1. Introduction
2. The Arithmetic Mean
3. The Median
4. The Mode
5. Comparing Mean, Median, and Mode
- 5.1 Distribution Shape
6. R Implementation
7. Summary Exercise
- Key features of this RMarkdown file:

1. Introduction

In statistics, a measure of central tendency is a summary measure that attempts to describe a whole set of data with a single value that represents the middle or center of its distribution.

It is often referred to as a “summary statistic.” The three most common measures are: 1. Mean 2. Median 3. Mode

2. The Arithmetic Mean

The mean (or average) is the most popular and well-known measure of central tendency. It is calculated by summing all the values in a data set and dividing by the number of values.

2.1 Mathematical Formula

For a sample of size $n$, the sample mean ($\bar{x}$) is calculated as: \[\bar{x} = \frac{\sum_{i=1}^{n} x_i}{n}\]

For a population of size $N$, the population mean ($\mu$) is: \[\mu = \frac{\sum_{i=1}^{N} X_i}{N}\]

Where: * $\sum$ = Summation symbol * $x_i$ = Each individual value * $n$ or $N$ = Total number of observations

2.2 Example

Data: A student’s test scores are 85, 90, 78, 92, and 88.

Calculation: \[\bar{x} = \frac{85 + 90 + 78 + 92 + 88}{5} = \frac{433}{5} = 86.6\]

2.3 Real-Life Application

Economics: Calculating the average income per capita in a country.
Meteorology: Determining the average daily temperature over a month.

2.4 Pros and Cons

Pros: Uses every value in the dataset; mathematically stable.
Cons: Highly sensitive to outliers (extreme values).

3. The Median

The median is the middle value in a data set that has been arranged in ascending or descending order. It splits the data into two equal halves.

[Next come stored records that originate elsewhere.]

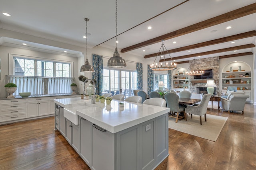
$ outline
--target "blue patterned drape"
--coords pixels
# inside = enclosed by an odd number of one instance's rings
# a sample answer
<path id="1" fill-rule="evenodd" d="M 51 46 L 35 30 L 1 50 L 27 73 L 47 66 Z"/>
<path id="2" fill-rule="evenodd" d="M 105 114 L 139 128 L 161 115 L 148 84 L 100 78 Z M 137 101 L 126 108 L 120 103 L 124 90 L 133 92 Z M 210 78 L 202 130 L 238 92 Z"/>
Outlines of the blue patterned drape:
<path id="1" fill-rule="evenodd" d="M 102 77 L 103 74 L 103 57 L 97 54 L 92 54 L 92 66 L 94 72 L 92 73 L 92 79 L 96 80 L 96 94 L 101 95 L 102 91 Z"/>
<path id="2" fill-rule="evenodd" d="M 137 70 L 137 89 L 142 90 L 142 63 L 138 63 L 136 64 Z"/>
<path id="3" fill-rule="evenodd" d="M 168 86 L 170 90 L 172 89 L 172 70 L 168 70 Z"/>
<path id="4" fill-rule="evenodd" d="M 154 90 L 154 71 L 148 65 L 148 94 Z"/>

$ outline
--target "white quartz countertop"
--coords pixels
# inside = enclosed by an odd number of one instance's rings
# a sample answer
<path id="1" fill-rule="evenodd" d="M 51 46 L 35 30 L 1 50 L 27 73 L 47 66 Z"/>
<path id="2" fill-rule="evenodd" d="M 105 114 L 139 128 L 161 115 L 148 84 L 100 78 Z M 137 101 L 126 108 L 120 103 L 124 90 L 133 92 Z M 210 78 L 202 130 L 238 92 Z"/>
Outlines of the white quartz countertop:
<path id="1" fill-rule="evenodd" d="M 110 105 L 79 98 L 55 99 L 54 102 L 113 133 L 132 127 L 169 111 L 168 107 L 113 100 Z M 124 104 L 119 107 L 119 103 Z M 69 107 L 69 108 L 68 108 Z"/>

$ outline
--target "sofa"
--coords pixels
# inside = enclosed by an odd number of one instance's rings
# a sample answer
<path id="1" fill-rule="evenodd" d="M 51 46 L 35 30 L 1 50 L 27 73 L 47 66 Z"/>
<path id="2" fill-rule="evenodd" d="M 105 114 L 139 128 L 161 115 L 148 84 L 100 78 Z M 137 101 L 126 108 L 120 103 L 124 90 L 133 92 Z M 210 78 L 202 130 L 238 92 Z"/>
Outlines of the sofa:
<path id="1" fill-rule="evenodd" d="M 243 114 L 246 101 L 249 97 L 243 92 L 231 92 L 226 98 L 222 96 L 220 98 L 220 107 L 228 111 L 228 114 L 230 111 L 242 111 Z"/>

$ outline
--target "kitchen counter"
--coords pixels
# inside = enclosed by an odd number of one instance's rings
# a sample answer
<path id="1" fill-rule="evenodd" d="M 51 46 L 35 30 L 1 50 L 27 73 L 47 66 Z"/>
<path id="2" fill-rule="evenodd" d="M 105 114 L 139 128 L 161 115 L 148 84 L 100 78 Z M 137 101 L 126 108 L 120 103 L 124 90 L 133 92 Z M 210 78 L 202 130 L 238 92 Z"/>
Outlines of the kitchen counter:
<path id="1" fill-rule="evenodd" d="M 80 98 L 55 99 L 57 104 L 114 133 L 169 111 L 166 107 L 113 100 L 110 105 Z M 119 103 L 124 103 L 120 107 Z"/>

3.1 Mathematical Calculation

Step 1: Sort the data: $x_{(1)} \leq x_{(2)} \leq \dots \leq x_{(n)}$
Step 2:
- If $n$ is odd, the median is the value at position: $\frac{n+1}{2}$
- If $n$ is even, the median is the average of the values at positions $\frac{n}{2}$ and $\frac{n}{2} + 1$.

3.2 Example

Case A (Odd): Scores: 10, 15, 20. * Sorted: 10, 15, 20. Median = 15.

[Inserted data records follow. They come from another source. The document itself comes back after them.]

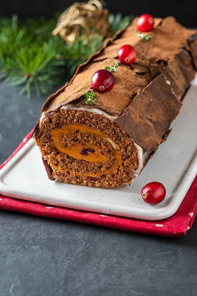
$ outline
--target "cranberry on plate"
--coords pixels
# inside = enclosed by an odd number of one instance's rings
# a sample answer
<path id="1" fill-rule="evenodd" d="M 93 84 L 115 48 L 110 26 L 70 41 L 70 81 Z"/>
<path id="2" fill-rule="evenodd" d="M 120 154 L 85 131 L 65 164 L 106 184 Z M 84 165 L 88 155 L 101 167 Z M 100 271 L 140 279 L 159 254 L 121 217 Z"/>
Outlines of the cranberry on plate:
<path id="1" fill-rule="evenodd" d="M 142 188 L 141 195 L 146 203 L 156 205 L 164 200 L 165 197 L 165 188 L 159 182 L 151 182 Z"/>

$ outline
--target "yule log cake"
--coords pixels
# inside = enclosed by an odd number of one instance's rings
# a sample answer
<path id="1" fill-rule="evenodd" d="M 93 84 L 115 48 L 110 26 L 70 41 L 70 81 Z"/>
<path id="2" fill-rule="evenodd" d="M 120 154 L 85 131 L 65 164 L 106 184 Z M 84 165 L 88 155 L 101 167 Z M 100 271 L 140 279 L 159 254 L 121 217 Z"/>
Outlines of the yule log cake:
<path id="1" fill-rule="evenodd" d="M 195 75 L 197 37 L 172 17 L 156 19 L 150 33 L 149 41 L 139 38 L 134 22 L 47 100 L 34 137 L 50 179 L 91 187 L 129 184 L 165 140 Z M 124 44 L 135 49 L 134 63 L 121 64 L 113 89 L 95 91 L 97 101 L 86 105 L 93 75 L 117 62 Z"/>

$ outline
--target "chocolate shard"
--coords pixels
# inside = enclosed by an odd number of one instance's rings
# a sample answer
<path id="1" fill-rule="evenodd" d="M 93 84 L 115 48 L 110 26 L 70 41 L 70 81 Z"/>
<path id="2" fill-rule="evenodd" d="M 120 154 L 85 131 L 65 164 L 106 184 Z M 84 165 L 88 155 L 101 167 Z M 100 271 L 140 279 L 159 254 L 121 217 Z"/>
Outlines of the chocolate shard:
<path id="1" fill-rule="evenodd" d="M 55 179 L 52 177 L 53 169 L 50 165 L 48 163 L 47 161 L 42 156 L 42 160 L 47 174 L 48 178 L 51 181 L 55 181 Z"/>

Case B (Even): Scores: 10, 15, 20, 100. * Sorted: 10, 15, 20, 100. * Calculation: $\frac{15 + 20}{2} = 17.5$.

3.3 Real-Life Application

Real Estate: Median house prices are used instead of the mean because a few multi-million dollar mansions would skew the average, making houses seem more expensive than they typically are.

4. The Mode

The mode is the value that appears most frequently in a data set.

4.1 Characteristics

A dataset can be unimodal (one mode), bimodal (two modes), or multimodal (three or more).
If no number repeats, the dataset has no mode.

4.2 Example

Data: 2, 4, 4, 6, 7, 8, 4, 10 * Mode: 4 (it appears three times).

4.3 Real-Life Application

Inventory Management: A shoe store manager needs to know the “modal” shoe size (the most common size) to ensure they have enough stock for the majority of customers.

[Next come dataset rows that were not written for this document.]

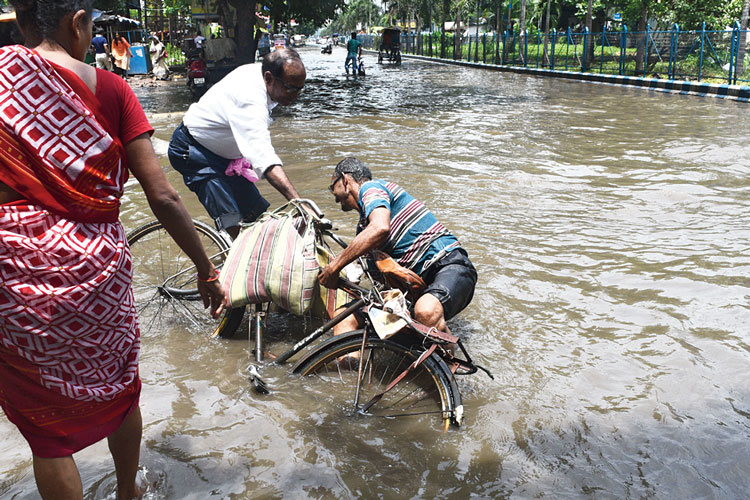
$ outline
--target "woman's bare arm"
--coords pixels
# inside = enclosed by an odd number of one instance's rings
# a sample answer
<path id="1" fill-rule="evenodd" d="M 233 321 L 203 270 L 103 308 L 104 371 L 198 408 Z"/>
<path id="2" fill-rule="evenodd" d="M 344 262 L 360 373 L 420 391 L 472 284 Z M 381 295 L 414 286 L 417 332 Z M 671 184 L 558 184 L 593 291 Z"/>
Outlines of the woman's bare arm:
<path id="1" fill-rule="evenodd" d="M 159 222 L 164 225 L 175 243 L 193 261 L 198 276 L 206 279 L 216 275 L 216 269 L 206 255 L 198 233 L 193 226 L 180 195 L 167 180 L 151 145 L 148 134 L 141 134 L 125 145 L 128 166 L 146 193 L 146 199 Z M 198 281 L 198 291 L 204 306 L 211 307 L 216 317 L 224 309 L 226 295 L 218 281 L 208 283 Z"/>

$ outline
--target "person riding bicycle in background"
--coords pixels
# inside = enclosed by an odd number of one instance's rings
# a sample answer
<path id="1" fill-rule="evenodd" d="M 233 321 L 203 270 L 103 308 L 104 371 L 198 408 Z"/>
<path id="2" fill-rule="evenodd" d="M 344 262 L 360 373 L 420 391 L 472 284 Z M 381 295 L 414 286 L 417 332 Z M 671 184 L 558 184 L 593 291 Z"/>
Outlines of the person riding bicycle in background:
<path id="1" fill-rule="evenodd" d="M 349 65 L 352 66 L 352 74 L 357 75 L 357 58 L 362 57 L 362 42 L 357 40 L 357 33 L 352 31 L 352 37 L 346 42 L 346 61 L 344 61 L 344 69 L 346 74 L 349 74 Z"/>
<path id="2" fill-rule="evenodd" d="M 402 187 L 372 180 L 370 169 L 357 158 L 336 165 L 329 190 L 343 211 L 357 210 L 360 219 L 356 237 L 320 272 L 320 283 L 335 288 L 347 264 L 381 250 L 427 285 L 414 304 L 414 318 L 447 332 L 446 320 L 469 305 L 477 282 L 477 271 L 456 237 Z M 359 326 L 351 315 L 334 335 Z"/>

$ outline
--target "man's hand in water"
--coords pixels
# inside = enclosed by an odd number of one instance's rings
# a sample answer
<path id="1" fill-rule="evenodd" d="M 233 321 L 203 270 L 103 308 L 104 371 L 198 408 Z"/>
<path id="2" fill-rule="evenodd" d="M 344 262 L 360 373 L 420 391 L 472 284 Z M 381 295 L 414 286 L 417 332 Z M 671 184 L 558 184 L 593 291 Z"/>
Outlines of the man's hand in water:
<path id="1" fill-rule="evenodd" d="M 318 273 L 318 281 L 326 288 L 337 288 L 339 284 L 339 273 L 329 264 Z"/>

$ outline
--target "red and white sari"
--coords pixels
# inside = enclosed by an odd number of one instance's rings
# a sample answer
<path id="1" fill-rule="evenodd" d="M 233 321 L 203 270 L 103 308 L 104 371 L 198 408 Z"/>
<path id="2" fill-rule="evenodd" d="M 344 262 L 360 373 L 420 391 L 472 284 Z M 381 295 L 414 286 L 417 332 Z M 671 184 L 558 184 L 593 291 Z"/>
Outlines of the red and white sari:
<path id="1" fill-rule="evenodd" d="M 74 453 L 138 403 L 124 150 L 94 94 L 21 46 L 0 49 L 0 405 L 35 455 Z"/>

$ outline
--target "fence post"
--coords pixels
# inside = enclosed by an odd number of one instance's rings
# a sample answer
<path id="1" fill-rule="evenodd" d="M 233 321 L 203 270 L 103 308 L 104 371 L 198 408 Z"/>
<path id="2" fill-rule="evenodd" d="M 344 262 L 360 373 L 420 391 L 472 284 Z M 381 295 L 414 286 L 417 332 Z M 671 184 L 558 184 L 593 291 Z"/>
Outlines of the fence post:
<path id="1" fill-rule="evenodd" d="M 500 37 L 498 36 L 500 33 L 495 30 L 495 33 L 492 35 L 492 41 L 495 44 L 495 56 L 492 58 L 492 64 L 497 64 L 497 59 L 500 55 Z"/>
<path id="2" fill-rule="evenodd" d="M 622 25 L 622 33 L 620 34 L 620 76 L 625 75 L 625 62 L 627 61 L 627 47 L 628 47 L 628 26 Z"/>
<path id="3" fill-rule="evenodd" d="M 734 32 L 737 33 L 737 43 L 735 43 L 735 50 L 734 50 L 734 71 L 733 71 L 733 78 L 732 78 L 732 84 L 737 85 L 737 70 L 742 70 L 742 68 L 738 67 L 738 63 L 740 62 L 740 42 L 742 41 L 742 26 L 740 26 L 739 21 L 734 22 Z"/>
<path id="4" fill-rule="evenodd" d="M 555 42 L 557 41 L 557 30 L 555 28 L 552 28 L 552 52 L 550 53 L 551 57 L 549 59 L 549 69 L 553 70 L 555 69 Z"/>
<path id="5" fill-rule="evenodd" d="M 539 47 L 542 46 L 542 32 L 536 30 L 536 69 L 539 69 Z M 544 63 L 544 61 L 542 61 Z"/>
<path id="6" fill-rule="evenodd" d="M 500 57 L 500 64 L 503 66 L 505 66 L 505 40 L 506 40 L 507 35 L 508 35 L 507 30 L 503 31 L 503 53 L 501 54 L 501 57 Z"/>
<path id="7" fill-rule="evenodd" d="M 706 38 L 706 22 L 703 22 L 701 27 L 701 55 L 698 58 L 698 81 L 701 81 L 701 74 L 703 73 L 703 44 Z"/>
<path id="8" fill-rule="evenodd" d="M 523 30 L 523 67 L 529 67 L 529 30 Z"/>
<path id="9" fill-rule="evenodd" d="M 581 64 L 581 71 L 589 71 L 589 44 L 591 43 L 591 33 L 589 33 L 589 27 L 583 27 L 583 61 Z"/>
<path id="10" fill-rule="evenodd" d="M 648 37 L 649 37 L 649 31 L 650 26 L 648 23 L 646 23 L 646 50 L 643 52 L 643 78 L 646 78 L 646 73 L 648 73 Z"/>
<path id="11" fill-rule="evenodd" d="M 604 40 L 607 36 L 607 27 L 602 26 L 602 57 L 599 60 L 599 74 L 604 73 Z"/>
<path id="12" fill-rule="evenodd" d="M 677 73 L 677 40 L 680 36 L 680 26 L 672 25 L 672 43 L 669 44 L 669 79 L 674 80 Z"/>

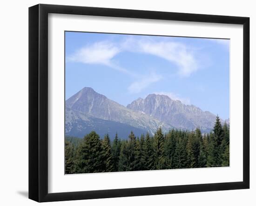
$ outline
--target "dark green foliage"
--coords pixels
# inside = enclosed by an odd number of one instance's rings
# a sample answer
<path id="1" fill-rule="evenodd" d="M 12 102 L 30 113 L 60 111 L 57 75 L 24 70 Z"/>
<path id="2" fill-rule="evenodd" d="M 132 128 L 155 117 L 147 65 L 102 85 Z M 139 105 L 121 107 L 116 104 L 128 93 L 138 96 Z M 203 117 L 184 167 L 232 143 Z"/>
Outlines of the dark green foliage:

5. Comparing Mean, Median, and Mode

Feature	Mean	Median	Mode
Data Type	Quantitative	Quantitative / Ordinal	All types
Sensitivity to Outliers	High	Low	Low
Use Case	Symmetric data	Skewed data	Categorical data

5.1 Distribution Shape

Symmetric (Normal): Mean $\approx$ Median $\approx$ Mode.
Right Skewed (Positive): Mode < Median < Mean.
Left Skewed (Negative): Mean < Median < Mode.

6. R Implementation

Below is how we calculate these measures using R.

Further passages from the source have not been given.